- Read Tutorial
- Watch Guide Video
OK, I hope you've been paying attention for this section on joins because this is going to be a pretty comprehensive look at how we can put all of our knowledge of joins together and to be able to work with multiple tables and also be able to summarize the data. You remember back when I was talking about inner joins when we combined all three tables and I talked about how some of the results from those were kind of confusing.
Just to give us a frame of reference I'm going to quickly pull that in so as I say select all from users and then we'll say join and also let me alias this. So I'm going to join addresses alias to a and then we have to say on so I'll say a addresses users id is equal to you users id and then we're also going to join our guides so guides g and then we're going to say on g dot guides users id is equal to you dot users id.
SELECT * FROM users u JOIN addresses a ON a.addresses_users_id = u.users_id JOIN guides g ON g.guides_users_id = u.users_id;
Now if we run all of this you can see that we get our full results set back
but there's a little bit of a problem here especially if you're doing this for reporting purposes and that is that the data can look kind of confusing. You notice for one thing they're missing a bunch of our users which may or may not be a good thing except that there is one little problem here and it depends on what type of data that you want.
So, for example, we only have two users that were shown and that is because our other sample users either only have addresses associated with their names or they only have guides but they don't have both and the only users that will show up in a multiple join inner join type table query are going to be the users that have data and a reference in all of the tables.

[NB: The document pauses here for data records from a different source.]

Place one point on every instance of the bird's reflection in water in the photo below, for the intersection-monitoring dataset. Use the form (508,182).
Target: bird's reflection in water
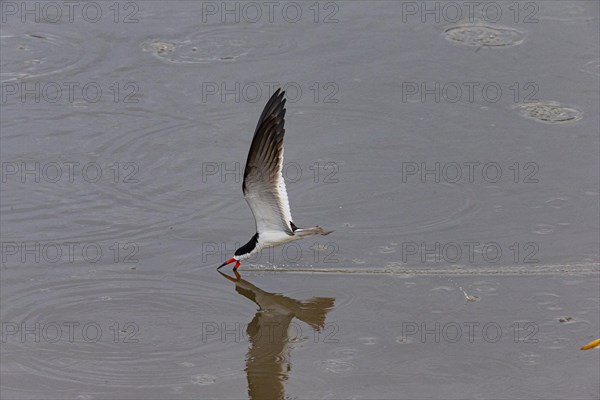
(270,332)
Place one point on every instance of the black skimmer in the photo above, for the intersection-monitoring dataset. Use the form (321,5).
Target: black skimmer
(268,361)
(264,187)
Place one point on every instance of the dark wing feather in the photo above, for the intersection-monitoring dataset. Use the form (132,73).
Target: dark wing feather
(264,187)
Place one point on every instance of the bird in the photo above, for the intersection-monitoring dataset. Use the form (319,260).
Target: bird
(264,187)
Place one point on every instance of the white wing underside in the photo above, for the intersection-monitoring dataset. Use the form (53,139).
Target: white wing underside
(269,202)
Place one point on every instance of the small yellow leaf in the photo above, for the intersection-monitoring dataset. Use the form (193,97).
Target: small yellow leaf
(591,345)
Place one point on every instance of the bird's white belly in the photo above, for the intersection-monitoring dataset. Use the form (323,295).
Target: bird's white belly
(274,238)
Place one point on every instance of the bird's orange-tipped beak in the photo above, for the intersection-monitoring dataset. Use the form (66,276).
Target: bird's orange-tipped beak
(226,262)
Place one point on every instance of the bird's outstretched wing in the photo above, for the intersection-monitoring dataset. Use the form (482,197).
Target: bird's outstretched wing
(264,187)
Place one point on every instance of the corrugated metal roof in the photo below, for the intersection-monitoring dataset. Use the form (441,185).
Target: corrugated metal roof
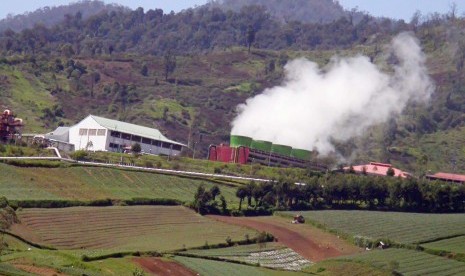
(59,131)
(142,131)
(448,177)
(376,168)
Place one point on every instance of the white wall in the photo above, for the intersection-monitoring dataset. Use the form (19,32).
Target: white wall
(80,141)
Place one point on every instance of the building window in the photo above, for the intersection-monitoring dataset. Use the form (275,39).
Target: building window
(126,136)
(114,146)
(146,141)
(116,134)
(136,138)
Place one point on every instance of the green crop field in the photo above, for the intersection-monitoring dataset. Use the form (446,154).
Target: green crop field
(455,245)
(271,255)
(410,262)
(209,267)
(87,183)
(399,227)
(240,250)
(96,230)
(44,262)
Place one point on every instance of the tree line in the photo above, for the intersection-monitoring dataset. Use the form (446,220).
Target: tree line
(349,191)
(191,31)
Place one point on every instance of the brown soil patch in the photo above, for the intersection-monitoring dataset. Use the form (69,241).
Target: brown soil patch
(312,243)
(45,271)
(157,266)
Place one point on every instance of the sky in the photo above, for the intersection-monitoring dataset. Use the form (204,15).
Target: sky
(397,9)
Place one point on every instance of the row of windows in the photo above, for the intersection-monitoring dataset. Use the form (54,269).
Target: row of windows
(144,140)
(165,145)
(92,132)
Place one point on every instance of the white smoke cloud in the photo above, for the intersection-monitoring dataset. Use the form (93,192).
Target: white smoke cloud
(340,101)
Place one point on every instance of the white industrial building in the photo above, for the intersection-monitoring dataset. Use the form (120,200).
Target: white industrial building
(100,134)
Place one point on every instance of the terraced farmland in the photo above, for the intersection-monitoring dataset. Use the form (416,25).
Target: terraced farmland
(410,262)
(90,183)
(272,255)
(455,245)
(399,227)
(140,228)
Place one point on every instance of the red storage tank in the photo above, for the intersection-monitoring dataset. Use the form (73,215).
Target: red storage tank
(242,155)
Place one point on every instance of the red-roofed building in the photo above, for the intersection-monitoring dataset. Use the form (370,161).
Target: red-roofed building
(450,177)
(376,168)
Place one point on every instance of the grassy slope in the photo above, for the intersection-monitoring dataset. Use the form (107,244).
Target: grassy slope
(209,267)
(87,183)
(409,262)
(96,230)
(399,227)
(455,245)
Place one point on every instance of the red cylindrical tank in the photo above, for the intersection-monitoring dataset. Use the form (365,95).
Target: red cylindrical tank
(242,155)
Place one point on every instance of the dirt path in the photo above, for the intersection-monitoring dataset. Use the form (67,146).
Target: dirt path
(310,242)
(157,266)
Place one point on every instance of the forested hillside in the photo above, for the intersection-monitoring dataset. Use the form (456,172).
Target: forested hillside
(186,72)
(309,11)
(49,16)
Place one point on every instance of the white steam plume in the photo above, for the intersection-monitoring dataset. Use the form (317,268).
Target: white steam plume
(351,94)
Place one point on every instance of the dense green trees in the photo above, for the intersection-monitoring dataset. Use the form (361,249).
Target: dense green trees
(205,201)
(356,191)
(191,31)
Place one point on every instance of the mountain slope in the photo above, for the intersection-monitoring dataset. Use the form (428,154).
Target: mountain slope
(49,16)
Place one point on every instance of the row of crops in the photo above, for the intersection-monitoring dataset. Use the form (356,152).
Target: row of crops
(456,245)
(271,255)
(408,228)
(210,267)
(410,262)
(144,228)
(89,183)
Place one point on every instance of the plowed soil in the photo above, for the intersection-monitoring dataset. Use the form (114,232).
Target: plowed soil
(157,266)
(310,242)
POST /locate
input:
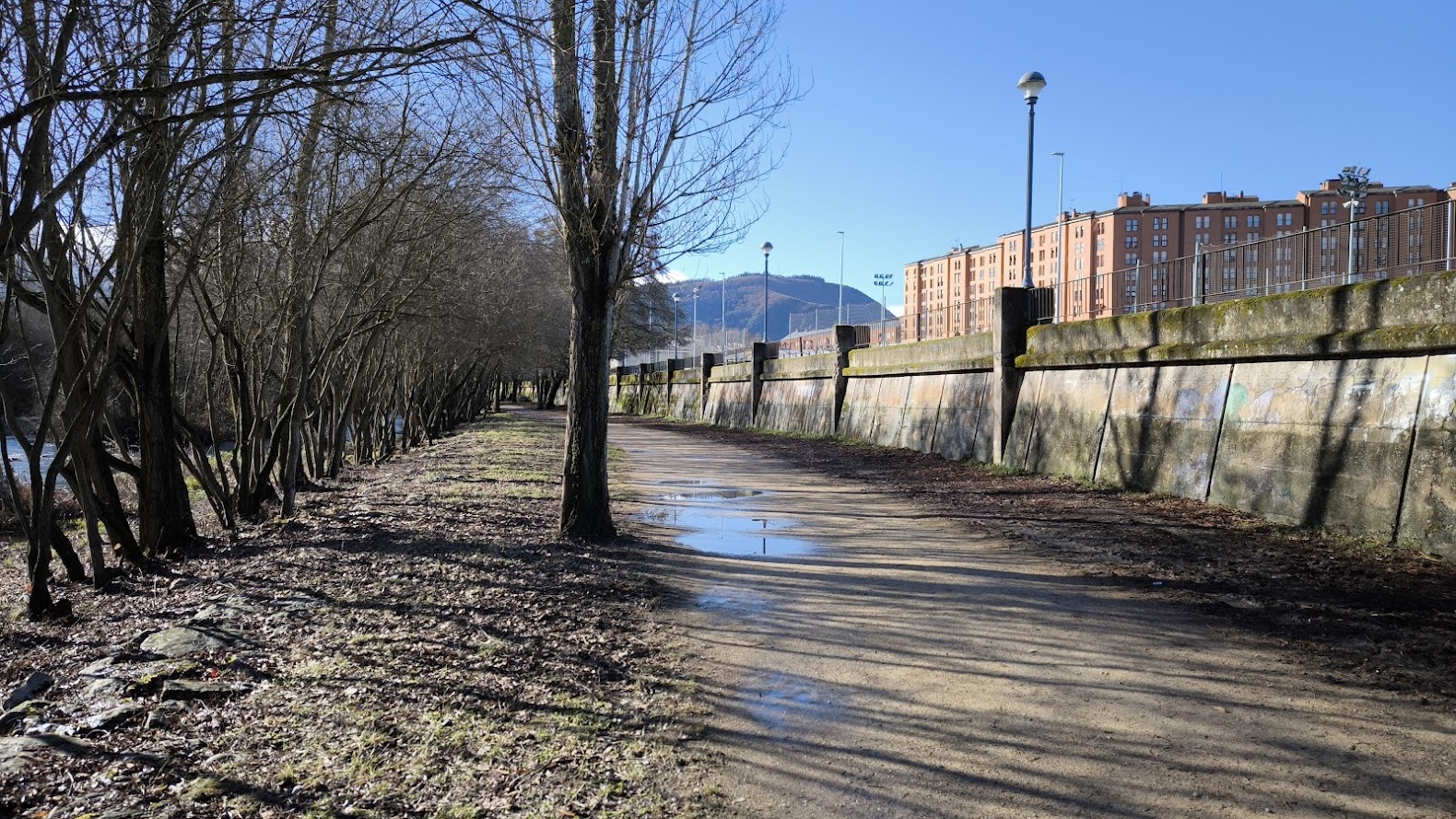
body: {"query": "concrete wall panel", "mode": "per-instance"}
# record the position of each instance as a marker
(1320, 442)
(730, 404)
(858, 417)
(1067, 429)
(686, 399)
(1164, 428)
(804, 404)
(1428, 515)
(918, 427)
(963, 427)
(890, 411)
(1024, 421)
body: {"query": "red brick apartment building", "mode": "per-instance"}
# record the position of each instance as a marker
(949, 296)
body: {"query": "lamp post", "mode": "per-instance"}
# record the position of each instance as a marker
(883, 279)
(840, 278)
(1355, 182)
(768, 248)
(1062, 241)
(1029, 85)
(675, 351)
(697, 290)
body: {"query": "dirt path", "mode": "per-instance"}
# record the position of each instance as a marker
(911, 666)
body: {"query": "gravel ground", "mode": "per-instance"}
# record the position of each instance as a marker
(412, 643)
(1368, 614)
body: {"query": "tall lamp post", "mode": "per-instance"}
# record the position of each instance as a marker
(1062, 241)
(1355, 183)
(840, 276)
(675, 351)
(768, 248)
(1029, 85)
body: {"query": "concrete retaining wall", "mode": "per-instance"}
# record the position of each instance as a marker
(1333, 407)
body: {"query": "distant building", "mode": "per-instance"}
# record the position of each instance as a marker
(949, 296)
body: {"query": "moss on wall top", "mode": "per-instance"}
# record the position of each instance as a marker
(1407, 314)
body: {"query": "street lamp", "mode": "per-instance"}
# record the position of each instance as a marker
(840, 278)
(1029, 85)
(697, 290)
(768, 248)
(675, 351)
(1355, 183)
(1062, 241)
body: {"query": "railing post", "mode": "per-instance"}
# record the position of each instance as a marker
(1137, 284)
(1197, 273)
(760, 354)
(845, 341)
(707, 364)
(1303, 274)
(1450, 228)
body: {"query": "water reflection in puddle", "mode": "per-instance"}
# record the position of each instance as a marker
(710, 495)
(781, 701)
(717, 532)
(730, 600)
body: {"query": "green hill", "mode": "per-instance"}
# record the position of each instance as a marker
(742, 298)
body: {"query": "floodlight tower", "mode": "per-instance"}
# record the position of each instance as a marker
(1355, 183)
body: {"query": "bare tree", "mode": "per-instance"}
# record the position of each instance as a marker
(645, 125)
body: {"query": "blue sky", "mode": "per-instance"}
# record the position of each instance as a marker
(911, 135)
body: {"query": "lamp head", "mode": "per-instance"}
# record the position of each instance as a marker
(1031, 85)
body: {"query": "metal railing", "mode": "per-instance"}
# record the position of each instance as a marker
(1411, 241)
(957, 319)
(826, 316)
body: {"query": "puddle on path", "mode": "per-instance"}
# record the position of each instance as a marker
(717, 530)
(782, 701)
(710, 495)
(731, 600)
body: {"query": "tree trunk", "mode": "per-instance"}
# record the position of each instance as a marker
(585, 502)
(163, 508)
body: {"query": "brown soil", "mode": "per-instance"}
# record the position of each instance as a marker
(1368, 614)
(417, 643)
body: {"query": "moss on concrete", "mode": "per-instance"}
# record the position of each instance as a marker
(1390, 316)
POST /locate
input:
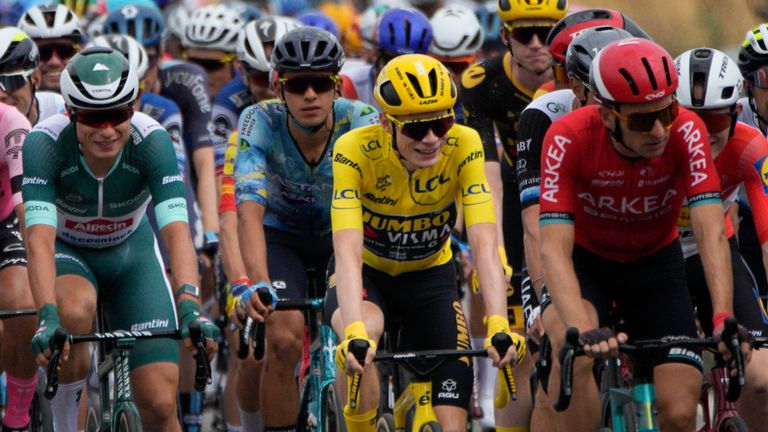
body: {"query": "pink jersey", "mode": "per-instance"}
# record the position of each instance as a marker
(623, 209)
(14, 127)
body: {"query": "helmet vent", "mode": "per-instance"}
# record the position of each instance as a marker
(649, 71)
(630, 81)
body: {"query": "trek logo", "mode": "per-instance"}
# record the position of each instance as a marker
(99, 226)
(430, 185)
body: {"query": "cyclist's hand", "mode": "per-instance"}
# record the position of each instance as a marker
(515, 354)
(345, 359)
(743, 334)
(251, 304)
(235, 290)
(189, 311)
(48, 322)
(210, 243)
(601, 342)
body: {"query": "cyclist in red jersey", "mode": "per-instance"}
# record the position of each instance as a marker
(709, 86)
(612, 186)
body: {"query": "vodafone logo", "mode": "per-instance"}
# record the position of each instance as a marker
(99, 226)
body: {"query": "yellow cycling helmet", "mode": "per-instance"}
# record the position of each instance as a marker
(414, 84)
(513, 10)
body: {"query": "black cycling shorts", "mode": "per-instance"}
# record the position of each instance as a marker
(650, 295)
(288, 258)
(426, 305)
(12, 250)
(747, 306)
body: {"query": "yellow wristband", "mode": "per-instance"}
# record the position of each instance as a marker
(355, 330)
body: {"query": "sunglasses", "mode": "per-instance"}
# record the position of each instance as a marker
(525, 35)
(103, 119)
(418, 129)
(257, 77)
(644, 122)
(717, 122)
(212, 65)
(759, 78)
(12, 82)
(299, 85)
(63, 50)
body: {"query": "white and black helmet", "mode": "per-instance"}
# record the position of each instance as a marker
(99, 78)
(51, 21)
(214, 27)
(717, 74)
(128, 47)
(456, 32)
(250, 43)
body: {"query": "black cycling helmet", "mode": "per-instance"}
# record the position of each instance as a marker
(585, 47)
(753, 53)
(307, 49)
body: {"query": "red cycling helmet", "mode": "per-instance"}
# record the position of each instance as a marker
(564, 31)
(633, 70)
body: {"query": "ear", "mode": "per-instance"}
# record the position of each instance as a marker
(607, 116)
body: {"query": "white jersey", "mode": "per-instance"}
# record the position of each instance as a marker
(48, 104)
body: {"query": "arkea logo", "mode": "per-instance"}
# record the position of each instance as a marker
(99, 226)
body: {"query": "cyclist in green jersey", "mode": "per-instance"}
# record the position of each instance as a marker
(88, 179)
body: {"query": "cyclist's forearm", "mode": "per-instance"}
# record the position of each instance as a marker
(348, 249)
(181, 253)
(712, 243)
(41, 268)
(490, 273)
(229, 246)
(531, 240)
(206, 187)
(557, 264)
(253, 244)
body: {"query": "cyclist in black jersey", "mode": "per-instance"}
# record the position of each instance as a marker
(510, 81)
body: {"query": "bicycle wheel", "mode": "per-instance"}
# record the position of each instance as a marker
(386, 423)
(333, 412)
(128, 421)
(733, 424)
(431, 427)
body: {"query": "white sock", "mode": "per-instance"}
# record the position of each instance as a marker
(64, 405)
(251, 422)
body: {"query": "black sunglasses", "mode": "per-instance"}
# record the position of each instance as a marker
(299, 85)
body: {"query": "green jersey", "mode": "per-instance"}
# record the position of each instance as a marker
(59, 189)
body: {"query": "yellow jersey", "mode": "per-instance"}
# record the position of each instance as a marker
(407, 219)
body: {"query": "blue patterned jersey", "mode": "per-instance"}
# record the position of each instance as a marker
(270, 169)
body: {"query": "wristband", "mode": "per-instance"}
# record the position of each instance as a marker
(718, 320)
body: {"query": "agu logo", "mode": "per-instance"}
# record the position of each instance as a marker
(762, 170)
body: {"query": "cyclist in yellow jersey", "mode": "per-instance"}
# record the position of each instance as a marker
(397, 189)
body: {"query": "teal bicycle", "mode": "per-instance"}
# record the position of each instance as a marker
(629, 406)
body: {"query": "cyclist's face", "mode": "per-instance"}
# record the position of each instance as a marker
(313, 106)
(644, 144)
(415, 153)
(54, 56)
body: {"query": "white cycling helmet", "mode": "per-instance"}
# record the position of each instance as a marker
(214, 27)
(456, 32)
(50, 22)
(250, 43)
(717, 73)
(128, 47)
(99, 78)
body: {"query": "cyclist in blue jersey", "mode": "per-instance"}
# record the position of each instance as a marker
(90, 177)
(283, 184)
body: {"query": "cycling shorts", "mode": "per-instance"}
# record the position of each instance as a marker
(747, 306)
(130, 281)
(426, 305)
(288, 258)
(650, 295)
(12, 250)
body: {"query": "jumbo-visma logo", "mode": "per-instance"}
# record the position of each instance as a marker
(762, 170)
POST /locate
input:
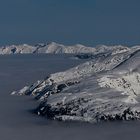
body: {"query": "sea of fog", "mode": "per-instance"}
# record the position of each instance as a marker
(18, 123)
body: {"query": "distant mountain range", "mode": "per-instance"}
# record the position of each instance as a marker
(55, 48)
(106, 87)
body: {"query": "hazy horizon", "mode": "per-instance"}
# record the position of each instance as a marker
(89, 22)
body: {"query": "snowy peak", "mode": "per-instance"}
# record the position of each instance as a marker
(55, 48)
(106, 87)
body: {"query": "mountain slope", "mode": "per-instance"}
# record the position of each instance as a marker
(106, 87)
(55, 48)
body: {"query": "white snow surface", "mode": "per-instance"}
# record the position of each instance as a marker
(106, 87)
(55, 48)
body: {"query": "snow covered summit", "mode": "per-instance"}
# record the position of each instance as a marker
(55, 48)
(106, 87)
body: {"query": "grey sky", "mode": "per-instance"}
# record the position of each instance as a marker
(89, 22)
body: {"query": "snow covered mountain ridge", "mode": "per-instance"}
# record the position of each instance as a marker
(56, 48)
(106, 87)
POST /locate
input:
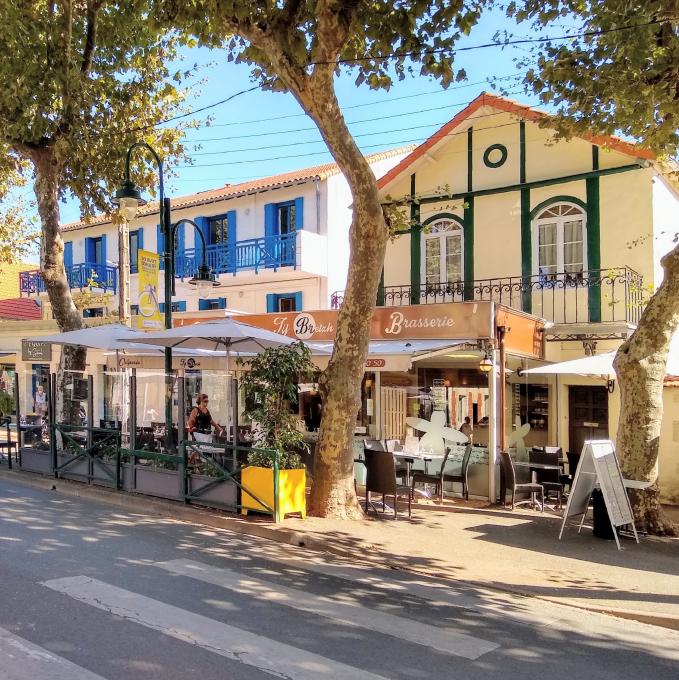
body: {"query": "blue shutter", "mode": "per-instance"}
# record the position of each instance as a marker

When that is a case that's perfectly fine and you can use this. I will also say there are some other parts of this that are a little bit confusing such as having all these duplicates all over the place. This might be kind of hard to tell which is which value belongs to which person
and definitely hard to summarize.
So that is why I want to walk through this very very much more complex query because this is probably going to just be met with a lot of confusion if you're doing this and giving it to an executive not only because you have duplicate users but you also have duplicate addresses and duplicate revenue numbers which really could be confusing if they're trying to do this for financial purposes.
So let's look at how we could create a summary report with all of these tables and so this is going to join all three. My goal is that I can have all of our users so every user that is going to be in the database and I want to show totals for how many guides they've written and how many addresses they have in the database and that may seem like it would be a relatively simple thing to do.
Until you actually start getting into it you'll see it's pretty complex but we'll take it one step at a time and I think this would be this will be a really good exercise for learning how everything regarding joins really fits together. So I am gonna say select and do indention because this is going to be a very long query and so I'll say select you dot users e-mail and then I'm going give an alias and say that this is going to be e-mail.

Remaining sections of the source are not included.